Bivariate analysis	Analysis of relationships between two variables.
Correlation analysis	Analysis that shows the strength and direction of a relationship between two variables. There are many different measures, but the most common is Pearson's R.
Regression analysis	Analysis where a line is fit to a number of points. Gives numbers on the slope of the line, the strength of the relationship, uncertainty about the estimation of the line, and more.
Multiple regression analysis	Regresssion analysis with more than one independent variable.
Logistic regression analysis	Type of regression analysis tailored to cases where the dependent variable only has the value 0 or 1.
Factor analysis	Analysis where one tries to find common denominator between several different variables. That is, condense the data to see if there is some latent, unobserved variable, that can explain variation in multiple variables.
TYPES OF DESIGNS
Experimental design	When we are in contorl over the independent variable, and randomize units of analysis to a treatment group and a control group. Gives us good opportunity to draw conclusions about causal effects.
Pseudo-experimental design	When we exploit natural variation to find cases where random assignment to some "treatment" has arisen.
Regression discontinuity design	A type of pseudor-experimental design when there is a sharp threshold that governs assignment to some "treatment", and when we can assume that units of analysis just above and below this threshold are similar in all other respects.

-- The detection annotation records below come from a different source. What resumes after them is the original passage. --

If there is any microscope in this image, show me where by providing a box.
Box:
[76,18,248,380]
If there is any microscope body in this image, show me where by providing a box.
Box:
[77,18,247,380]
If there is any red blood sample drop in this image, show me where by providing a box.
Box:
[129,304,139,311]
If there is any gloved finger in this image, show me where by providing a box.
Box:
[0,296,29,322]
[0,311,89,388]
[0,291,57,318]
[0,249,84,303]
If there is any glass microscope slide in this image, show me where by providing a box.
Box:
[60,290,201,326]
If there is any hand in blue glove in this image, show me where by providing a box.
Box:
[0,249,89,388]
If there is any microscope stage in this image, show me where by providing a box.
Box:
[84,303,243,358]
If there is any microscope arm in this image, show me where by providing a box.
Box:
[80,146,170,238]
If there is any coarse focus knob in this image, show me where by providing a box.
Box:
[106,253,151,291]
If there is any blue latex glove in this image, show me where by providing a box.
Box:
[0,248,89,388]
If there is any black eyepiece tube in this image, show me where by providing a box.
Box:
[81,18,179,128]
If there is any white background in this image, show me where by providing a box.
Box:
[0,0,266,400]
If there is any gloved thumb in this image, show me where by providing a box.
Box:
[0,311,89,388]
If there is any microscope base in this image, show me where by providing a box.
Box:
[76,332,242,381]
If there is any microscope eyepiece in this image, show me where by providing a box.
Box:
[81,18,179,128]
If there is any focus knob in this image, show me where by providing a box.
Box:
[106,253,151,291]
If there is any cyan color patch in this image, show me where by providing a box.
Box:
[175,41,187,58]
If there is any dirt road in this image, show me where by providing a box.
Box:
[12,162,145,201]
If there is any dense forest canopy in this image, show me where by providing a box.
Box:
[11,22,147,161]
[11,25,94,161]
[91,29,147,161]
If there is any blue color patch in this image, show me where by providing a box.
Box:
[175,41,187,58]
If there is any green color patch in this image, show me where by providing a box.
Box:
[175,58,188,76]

Mathcing	When units of analysis are matched with "statistical twins", that is, units with the same values on all relevant variables except the independent.
Cross-sectional design	When we compare many units of analysis at one point in time.
Longitudinal design	When we compare one unit with itself, over time.
Panel design	When we compare many units with each other, and with themselves, over time. Also called Time-Series Cross-Section.
TERMS IN REGRESSION ANALYSIS
Regression line	The line that best fits the points.
b-coefficient	The slope of the regression line. How much the dependent variable is expected to change when we increase the independent variable with one step.
Constant/intercept	The expected value on the dependent variable when all the independent variables in the model have the value 0.
$R^2$	A measure of how much of the variation in the dependent variable that can be explained by the independent variables. Runs between 0 1. 0.5 can be interpreted as "50% of the variation in the dependent variable can be explained by the independent variables."
Standard error	A measure of uncertainty in the estimation of b-coefficients.
t-value	The b-coefficient divided by the standard error. Used to calculate the p-value.
p-value	The significance value. Shows how probable it is that we get a relationship between the independent and dependent variable just because of randomness in the sampling procedure, if we assume that there is no relationship in the population. A common convention is that p-values below 0.05 are counted as "statistically significant."
n	The number of units of analysis included in the analysis.
Unstandardized regression coefficient	The regular b-coefficient, which is expressed in units of the dependent variable. If for instance dependent variable is GDP per capita, the coefficient will show how much GDP per capita is expected to increase or decrease if the independent variable is increased by one.
Standardized regression coefficient	b-coefficient, but standardized so that the variance of both dependent and independent variable is 1. Allows for comparison between coefficients measured with different scales, which is hard with unstandardized coefficients.
DIAGRAMS
Histogram	Shows the distribution of a variable.
Scatterplot	Shows the relationship between two variables by drawing the units of analysis as dots, placed on an X and Y axis.